Ce programme vise à compléter et amplifier les dispositions du contrat de plan État-Collectivité territoriale en cours d’exécution, en mettant l’accent sur le soutien des outils modernes de l’économie touristique et en associant le plus étroitement possible les partenaires publics et les professionnels concernés.

Il se présente comme un véritable instrument de développement des entreprises touristiques ainsi que d’organisation de l’offre et de sa mise en marché. Il est moins un catalogue d’aides qu’une tentative de valorisation dans le cadre d’un partenariat suivi des mesures de soutien technique aux industries touristiques. Celles-ci doivent s’insérer dans une démarche d’entreprise. Alors que le contrat de plan est réservé à tous ceux qui entreprennent une action dans le secteur du tourisme sur la base de priorités régionales, le programme concerté d’actions touristiques répond à une démarche individuelle de qualité.

Deux types de contrats ont été proposés dans ce cadre : les contrats de développement des entreprises touristiques, et tout particulièrement celles relevant du secteur hôtelier333 et les contrats de développement territorial qui traitent de la dimension touristique au plan des espaces et notamment des bassins d’accueils et des plans de gestion des sites334.

Quant aux programmes européens, ils sont au nombre de quatre. Le Document unique de programmation (Docup) intervient en soutien des mesures principales du contrat de plan État-Collectivité territoriale de Corse, selon le principe de subsidiarité. Son aide représente 64,76 millions de francs au titre du FEDER. Les trois autres grandes actions de l’Union européenne se traduisent par des opérations financées par le PIC LEADER, par le PIC Interreg associant la Haute-Corse et le province de Livourne, et par le PIC Interreg II, qui concerne la Corse-du-Sud et la province de Sassari.

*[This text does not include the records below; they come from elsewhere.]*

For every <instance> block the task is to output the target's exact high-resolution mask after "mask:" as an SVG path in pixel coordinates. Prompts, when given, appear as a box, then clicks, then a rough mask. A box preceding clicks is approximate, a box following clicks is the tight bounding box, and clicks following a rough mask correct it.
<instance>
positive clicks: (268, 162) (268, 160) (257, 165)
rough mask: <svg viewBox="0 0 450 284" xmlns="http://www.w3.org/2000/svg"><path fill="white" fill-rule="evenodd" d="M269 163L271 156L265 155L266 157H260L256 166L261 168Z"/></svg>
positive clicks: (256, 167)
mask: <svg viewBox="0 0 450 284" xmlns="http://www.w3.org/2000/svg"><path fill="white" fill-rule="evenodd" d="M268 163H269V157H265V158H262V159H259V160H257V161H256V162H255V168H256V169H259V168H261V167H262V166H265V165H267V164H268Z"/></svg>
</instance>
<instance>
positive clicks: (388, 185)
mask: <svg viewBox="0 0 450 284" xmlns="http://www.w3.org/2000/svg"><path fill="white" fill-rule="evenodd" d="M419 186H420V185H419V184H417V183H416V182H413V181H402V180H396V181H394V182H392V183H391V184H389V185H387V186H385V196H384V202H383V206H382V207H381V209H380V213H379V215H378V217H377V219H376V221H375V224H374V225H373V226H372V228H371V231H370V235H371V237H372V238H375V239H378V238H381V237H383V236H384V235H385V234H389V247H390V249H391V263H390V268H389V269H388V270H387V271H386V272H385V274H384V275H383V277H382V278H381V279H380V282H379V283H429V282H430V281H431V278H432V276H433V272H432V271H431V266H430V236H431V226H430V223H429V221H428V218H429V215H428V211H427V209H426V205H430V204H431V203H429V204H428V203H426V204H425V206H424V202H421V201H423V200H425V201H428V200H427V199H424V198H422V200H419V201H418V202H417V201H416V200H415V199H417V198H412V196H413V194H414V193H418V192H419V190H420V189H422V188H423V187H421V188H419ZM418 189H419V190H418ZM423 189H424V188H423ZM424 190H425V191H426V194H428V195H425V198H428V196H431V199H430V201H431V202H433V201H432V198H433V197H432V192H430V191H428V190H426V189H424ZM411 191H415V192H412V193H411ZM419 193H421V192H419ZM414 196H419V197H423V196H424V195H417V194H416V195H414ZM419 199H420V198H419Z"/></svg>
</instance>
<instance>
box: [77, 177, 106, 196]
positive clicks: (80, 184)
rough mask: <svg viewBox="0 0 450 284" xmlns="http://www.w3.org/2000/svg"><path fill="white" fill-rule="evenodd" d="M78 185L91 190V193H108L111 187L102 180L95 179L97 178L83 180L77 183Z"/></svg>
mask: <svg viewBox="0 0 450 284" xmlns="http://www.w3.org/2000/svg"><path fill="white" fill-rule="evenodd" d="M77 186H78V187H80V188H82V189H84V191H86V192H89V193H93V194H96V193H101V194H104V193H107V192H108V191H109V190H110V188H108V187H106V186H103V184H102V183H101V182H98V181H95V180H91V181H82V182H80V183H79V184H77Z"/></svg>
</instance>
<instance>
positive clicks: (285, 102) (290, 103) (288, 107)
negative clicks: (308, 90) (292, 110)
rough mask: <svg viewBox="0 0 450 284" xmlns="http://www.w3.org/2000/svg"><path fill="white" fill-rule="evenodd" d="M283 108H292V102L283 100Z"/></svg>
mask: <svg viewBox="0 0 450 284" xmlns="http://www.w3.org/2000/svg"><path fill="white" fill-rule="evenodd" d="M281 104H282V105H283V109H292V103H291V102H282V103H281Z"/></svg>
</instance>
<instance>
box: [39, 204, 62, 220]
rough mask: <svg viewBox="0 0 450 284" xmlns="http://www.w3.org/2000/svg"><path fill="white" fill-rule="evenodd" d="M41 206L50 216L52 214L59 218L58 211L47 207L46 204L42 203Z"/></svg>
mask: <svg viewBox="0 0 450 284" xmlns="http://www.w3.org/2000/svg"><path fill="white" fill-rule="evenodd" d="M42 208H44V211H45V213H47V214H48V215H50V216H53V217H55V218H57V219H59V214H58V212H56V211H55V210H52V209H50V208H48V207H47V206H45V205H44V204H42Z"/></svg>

Un professionnel du tourisme interrogé par la commission d’enquête a expliqué, " le contrat de plan est destiné à aider celui qui a des difficultés ou tout pétitionnaire qui présente un projet et qui remplit les conditions. Le programme concerté d’actions touristiques est une procédure contractuelle de développement et de recherche de l’excellence. Pour caricaturer, avec ce programme, on aide les bons, on tire le tourisme vers le haut. Pour ce faire, on met en place un dispositif de diagnostic-action dans les différents secteurs en matière de formation, on développe un contrat de développement des entreprises, précédé d’un audit. Le chef d’entreprise s’engage à réaliser un certain nombre d’actions en contrepartie desquelles il obtient des soutiens financiers mais aussi et surtout techniques. Il a une stratégie d’entreprise. "

La commission d’enquête considère que la démarche qui avait été initiée avec la signature du programme concerté d’actions touristiques doit être poursuivie et approfondie. C’est en recherchant des actions de partenariat entre les acteurs publics et les opérateurs privés, en privilégiant la qualité et en visant l’excellence, que le secteur du tourisme pourra entraîner l’économie insulaire dans un cercle vertueux.